Health Care Power of Attorney allows you to appoint someone (called a proxy) to make your health care decisions when you can’t communicate for yourself. Your proxy should be someone who knows you well and would be willing to carry out the directions regardless of personal feelings or influence from family and friends. They must be 18 or older. After you select your proxy, discuss your Living Will or health care decisions with them to be sure they clearly understand your wishes and are willing to accept the responsibility. You can appoint a second or third person in case the proxy is unable, unwilling, or unavailable to act for you.
Advance Instruction for Mental Health Treatment is a legal document that tells physicians and mental health providers what mental health treatments you would want and what treatments you would not want if you are unable to decide for yourself.
Facts about Advance Directives
- Advance Directives DO NOT cost a lot of money to complete. The forms are free and there is no cost to file your Advance Directives with the FirstHealth hospitals. There may be a nominal fee to have the document notarized.
- Even if you’re not nor have ever been a patient at a FirstHealth hospital, you CAN have your Advance Directives on file for easy access if needed.
- A Health Care Power of Attorney DOES NOT grant authority over your property or financial affairs.
- Advance directives DO NOT sign away your right to medical treatment or put you at risk of being denied medical care.
- Advance Directives SHOULD NOT be kept secret. It is best to discuss your decisions with your family, friends, physicians and clergy. Be sure that copies of the documents are given to the appropriate people and kept on file with your physicians and the hospital.
- North Carolina Advance Directives ARE NOT always valid in other states. If the NC forms do not meet the requirements of other states, they do not have to respect them and vice versa. If moving to NC, be sure to file new documents that meet North Carolina regulations.
- After your Advance Directives are on file at the hospital you CANchange them anytime you want by simply sending a letter to the hospital Health Information Management Department or by sending in new documents.
- Under federal law, medical facilities MUST inform patients upon admission that they have the right to make advance directives and have them respected.
- Filing your Advance Directives with the state IS NOT required. But if you choose, you can file your paperwork with the state of North Carolina Health Care Registry. More information is available at www.sosnc.com.
Steps to Complete Advance Directive
- Use official North Carolina forms or work with your attorney for special instructions. NC forms are available at hospitals, doctor’s offices, churches, or by going online to www.secretary.state.nc.us/ahcdr/Forms.aspx.

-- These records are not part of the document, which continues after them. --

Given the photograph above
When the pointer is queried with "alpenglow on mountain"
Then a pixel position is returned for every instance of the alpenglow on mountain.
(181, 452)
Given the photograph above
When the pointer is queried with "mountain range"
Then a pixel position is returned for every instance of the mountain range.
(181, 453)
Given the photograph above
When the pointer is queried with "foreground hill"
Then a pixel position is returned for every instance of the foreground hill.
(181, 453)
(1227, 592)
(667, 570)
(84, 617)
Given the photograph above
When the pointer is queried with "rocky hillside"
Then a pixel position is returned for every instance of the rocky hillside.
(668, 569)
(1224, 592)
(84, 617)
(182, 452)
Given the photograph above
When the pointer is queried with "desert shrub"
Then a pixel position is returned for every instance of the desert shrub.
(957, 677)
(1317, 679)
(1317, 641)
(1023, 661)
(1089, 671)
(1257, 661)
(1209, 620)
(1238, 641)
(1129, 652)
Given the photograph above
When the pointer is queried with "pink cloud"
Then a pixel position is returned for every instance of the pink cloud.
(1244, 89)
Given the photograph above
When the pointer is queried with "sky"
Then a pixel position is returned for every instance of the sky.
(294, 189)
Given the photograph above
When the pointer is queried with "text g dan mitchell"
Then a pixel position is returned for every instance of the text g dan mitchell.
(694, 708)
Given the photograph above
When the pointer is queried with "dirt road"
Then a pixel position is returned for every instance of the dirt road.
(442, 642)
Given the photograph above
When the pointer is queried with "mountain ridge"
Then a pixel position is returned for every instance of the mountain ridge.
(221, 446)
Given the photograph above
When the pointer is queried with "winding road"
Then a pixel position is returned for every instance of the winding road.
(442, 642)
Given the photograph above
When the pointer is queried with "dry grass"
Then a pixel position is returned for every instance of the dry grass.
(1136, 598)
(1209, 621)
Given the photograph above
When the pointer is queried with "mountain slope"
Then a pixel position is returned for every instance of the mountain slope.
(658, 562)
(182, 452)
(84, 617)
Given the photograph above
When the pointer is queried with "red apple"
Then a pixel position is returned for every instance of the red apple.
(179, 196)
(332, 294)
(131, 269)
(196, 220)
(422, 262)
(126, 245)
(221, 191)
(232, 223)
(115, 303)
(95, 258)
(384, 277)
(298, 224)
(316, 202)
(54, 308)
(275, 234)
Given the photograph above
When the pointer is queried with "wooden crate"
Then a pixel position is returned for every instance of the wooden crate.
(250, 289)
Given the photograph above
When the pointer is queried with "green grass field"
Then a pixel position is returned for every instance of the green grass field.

- Carefully read over the forms. Discuss the issues with family, friends, medical providers, clergy, etc.
- Complete the forms to make your personal wishes known.
- Sign the forms in front of two witnesses and a notary.
- Share your decisions – discuss your decisions especially with your designated Health Care Power of Attorney or proxy.
- Provide copies to your doctors, family members, and friends. Place a copy in the glove box of your car. Keep the original in a safe place.
- Send a copy to the hospital. Even if you are not a patient, the hospital will create a file for you so that your Advance Directives are readily accessible should the need arise. Please use the following cover sheet when faxing your advance directives to FirstHealth.
- Periodically review your Advance Directives and update them as needed. You can revoke old Advance Directives and replace them with a new directive should your decisions change.